Biometric Passports in the EU

As reported at the EU Observer, Germany has become the first of the EU Member States to comply with US requirements which mandate biometric passports (or plans for such) from visa waiver program (VWP) countries as of the end of October, 2005. The rules are:

“According to recent U.S. Department of Homeland Security press briefings and documents, the requirements for travelers wanting to enter the United States without a visa under the VWP are as follows:

June 26 [2005]: Travelers from VWP countries must present passports that are machine-readable for visa-free entry into the United States.
October 26 [2005]: Travelers from VWP countries with passports issued on or after this date must present passports with a digital photograph; VWP countries are required to produce passports with digital photographs and present an “acceptable plan” to issue passports with integrated circuit chips, or e-passports within one year.
October 26, 2006: Travelers from VWP countries with a passport issued on or after this date must present a passport with an integrated circuit chip, also known as e-passport, capable of storing biographic information from the passport’s data page, a digitized photograph and other biometric information.

The three requirements stem from legislation passed in 2002 by the U.S. Congress. The Enhanced Border Security and Visa Entry Reform Act of 2002 (a U.S. law also known as the Border Security Act) originally required that the government of each VWP country certify it had a program to produce tamper-resistant, machine-readable passports that incorporate a biometric identifier that complies with International Civil Aviation Organization standards by October 26, 2004. In mid-2004, Congress extended the deadline one year. The U.S. Department of Homeland Security, in recent months, has clarified requirements for continued participation in the VWP. ”

Citizens of countries which do not implement the new biometric passports by October 26, 2006 will lose their visa waiver privileges and have to apply for a visa.

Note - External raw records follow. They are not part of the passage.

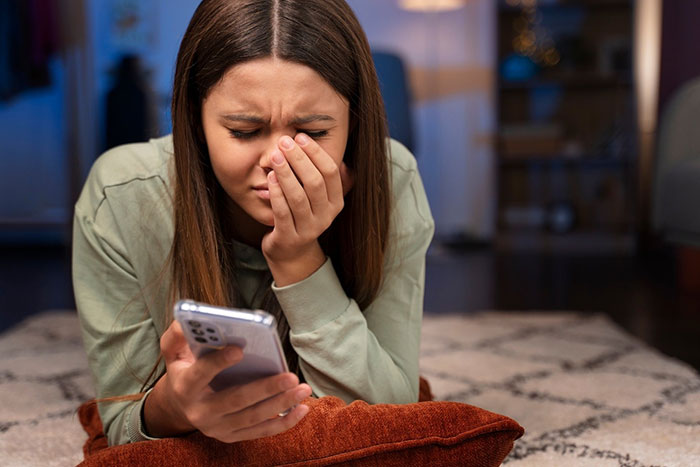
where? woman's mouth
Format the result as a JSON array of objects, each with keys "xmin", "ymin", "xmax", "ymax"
[{"xmin": 253, "ymin": 184, "xmax": 270, "ymax": 200}]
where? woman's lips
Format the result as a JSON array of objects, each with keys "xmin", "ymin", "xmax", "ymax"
[{"xmin": 253, "ymin": 185, "xmax": 270, "ymax": 199}]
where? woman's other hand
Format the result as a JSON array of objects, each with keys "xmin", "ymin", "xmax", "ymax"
[
  {"xmin": 144, "ymin": 321, "xmax": 311, "ymax": 443},
  {"xmin": 262, "ymin": 133, "xmax": 353, "ymax": 287}
]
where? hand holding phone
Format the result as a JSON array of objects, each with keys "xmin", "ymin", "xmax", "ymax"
[
  {"xmin": 174, "ymin": 300, "xmax": 289, "ymax": 391},
  {"xmin": 144, "ymin": 302, "xmax": 311, "ymax": 442}
]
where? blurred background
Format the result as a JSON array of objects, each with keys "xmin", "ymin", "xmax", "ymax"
[{"xmin": 0, "ymin": 0, "xmax": 700, "ymax": 368}]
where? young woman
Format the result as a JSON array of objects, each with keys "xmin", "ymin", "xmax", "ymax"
[{"xmin": 73, "ymin": 0, "xmax": 433, "ymax": 445}]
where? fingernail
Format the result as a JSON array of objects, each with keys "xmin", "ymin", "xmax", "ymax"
[
  {"xmin": 296, "ymin": 133, "xmax": 309, "ymax": 146},
  {"xmin": 280, "ymin": 378, "xmax": 297, "ymax": 391},
  {"xmin": 294, "ymin": 388, "xmax": 308, "ymax": 402},
  {"xmin": 282, "ymin": 136, "xmax": 294, "ymax": 149},
  {"xmin": 272, "ymin": 151, "xmax": 284, "ymax": 165},
  {"xmin": 226, "ymin": 347, "xmax": 240, "ymax": 360}
]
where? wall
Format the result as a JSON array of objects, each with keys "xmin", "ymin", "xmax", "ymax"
[
  {"xmin": 348, "ymin": 0, "xmax": 496, "ymax": 238},
  {"xmin": 0, "ymin": 0, "xmax": 495, "ymax": 245},
  {"xmin": 100, "ymin": 0, "xmax": 496, "ymax": 237},
  {"xmin": 0, "ymin": 60, "xmax": 70, "ymax": 241}
]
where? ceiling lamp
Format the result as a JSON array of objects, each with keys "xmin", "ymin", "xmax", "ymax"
[{"xmin": 399, "ymin": 0, "xmax": 467, "ymax": 11}]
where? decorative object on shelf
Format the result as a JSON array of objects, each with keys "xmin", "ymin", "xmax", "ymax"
[
  {"xmin": 506, "ymin": 0, "xmax": 561, "ymax": 67},
  {"xmin": 497, "ymin": 0, "xmax": 646, "ymax": 245},
  {"xmin": 547, "ymin": 201, "xmax": 576, "ymax": 234}
]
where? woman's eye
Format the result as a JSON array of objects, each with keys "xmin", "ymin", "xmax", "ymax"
[
  {"xmin": 299, "ymin": 130, "xmax": 328, "ymax": 139},
  {"xmin": 228, "ymin": 129, "xmax": 260, "ymax": 139}
]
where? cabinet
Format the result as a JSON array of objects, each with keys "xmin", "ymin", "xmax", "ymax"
[{"xmin": 496, "ymin": 0, "xmax": 636, "ymax": 250}]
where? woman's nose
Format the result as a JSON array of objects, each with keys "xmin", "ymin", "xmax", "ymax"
[{"xmin": 259, "ymin": 132, "xmax": 296, "ymax": 170}]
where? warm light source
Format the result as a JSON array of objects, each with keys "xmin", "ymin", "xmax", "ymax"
[
  {"xmin": 399, "ymin": 0, "xmax": 467, "ymax": 11},
  {"xmin": 634, "ymin": 0, "xmax": 661, "ymax": 132},
  {"xmin": 634, "ymin": 0, "xmax": 663, "ymax": 231}
]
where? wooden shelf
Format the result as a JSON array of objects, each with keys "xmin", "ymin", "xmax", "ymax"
[
  {"xmin": 495, "ymin": 230, "xmax": 637, "ymax": 255},
  {"xmin": 498, "ymin": 73, "xmax": 633, "ymax": 91},
  {"xmin": 498, "ymin": 156, "xmax": 630, "ymax": 169}
]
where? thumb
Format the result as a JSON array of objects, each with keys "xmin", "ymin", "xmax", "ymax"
[
  {"xmin": 338, "ymin": 162, "xmax": 355, "ymax": 196},
  {"xmin": 160, "ymin": 321, "xmax": 195, "ymax": 365}
]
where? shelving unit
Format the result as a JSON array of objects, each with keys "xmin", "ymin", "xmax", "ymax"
[{"xmin": 497, "ymin": 0, "xmax": 636, "ymax": 251}]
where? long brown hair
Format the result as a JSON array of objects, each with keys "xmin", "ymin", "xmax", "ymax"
[{"xmin": 170, "ymin": 0, "xmax": 391, "ymax": 369}]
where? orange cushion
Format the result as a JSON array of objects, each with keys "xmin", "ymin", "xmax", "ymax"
[{"xmin": 79, "ymin": 390, "xmax": 523, "ymax": 467}]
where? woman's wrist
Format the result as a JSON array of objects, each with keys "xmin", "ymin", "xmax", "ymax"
[
  {"xmin": 265, "ymin": 241, "xmax": 326, "ymax": 287},
  {"xmin": 142, "ymin": 373, "xmax": 195, "ymax": 438}
]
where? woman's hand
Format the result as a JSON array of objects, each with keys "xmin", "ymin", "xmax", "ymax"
[
  {"xmin": 144, "ymin": 321, "xmax": 311, "ymax": 443},
  {"xmin": 262, "ymin": 133, "xmax": 353, "ymax": 286}
]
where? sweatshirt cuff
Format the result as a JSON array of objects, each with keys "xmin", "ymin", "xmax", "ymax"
[
  {"xmin": 126, "ymin": 388, "xmax": 161, "ymax": 443},
  {"xmin": 272, "ymin": 258, "xmax": 350, "ymax": 334}
]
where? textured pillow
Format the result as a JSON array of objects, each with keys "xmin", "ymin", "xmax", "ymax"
[{"xmin": 79, "ymin": 388, "xmax": 523, "ymax": 467}]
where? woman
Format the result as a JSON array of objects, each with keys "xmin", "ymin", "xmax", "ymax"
[{"xmin": 73, "ymin": 0, "xmax": 433, "ymax": 445}]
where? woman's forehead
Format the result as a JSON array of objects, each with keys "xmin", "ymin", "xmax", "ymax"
[{"xmin": 205, "ymin": 57, "xmax": 348, "ymax": 119}]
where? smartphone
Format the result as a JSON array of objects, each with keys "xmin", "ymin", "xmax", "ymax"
[{"xmin": 174, "ymin": 300, "xmax": 289, "ymax": 391}]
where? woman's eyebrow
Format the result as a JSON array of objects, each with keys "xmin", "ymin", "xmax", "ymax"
[
  {"xmin": 222, "ymin": 114, "xmax": 268, "ymax": 124},
  {"xmin": 289, "ymin": 114, "xmax": 335, "ymax": 125},
  {"xmin": 222, "ymin": 114, "xmax": 335, "ymax": 125}
]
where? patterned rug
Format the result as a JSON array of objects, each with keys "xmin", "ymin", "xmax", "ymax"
[{"xmin": 0, "ymin": 312, "xmax": 700, "ymax": 467}]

See the German Federal Ministry of the Interior (Bundesministerium des Innern, BMI) for information in German about the new German electronic biometric passport, the ePass.

The German ePass [electronic Passport] is being issued pursuant to the European Union (EU)
COUNCIL REGULATION (EC) No 2252/2004 of 13 December 2004 on standards for security features and biometrics in passports and travel documents issued by Member States

(and see also here) .

Netzpolitik.org refers to a German government hotline for citizens with questions about the new ePass. The information is also found at the BMI:

“Im Oktober werden die Passbehörden mit Plakaten und Flyern zur Information der Bürgerinnen und Bürger ausgestattet. Das BSI bietet bereits seit dem 1. Juni 2005 einen Bürger-Service zu technischen Fragen zum ePass an über die E-Mail-Adresse ePass@bsi.bund.de sowie eine ePass-Hotline. Die Hotline ist von 8 bis 17 Uhr unter der Nummer 01805-274 300 erreichbar (12 ct/min).”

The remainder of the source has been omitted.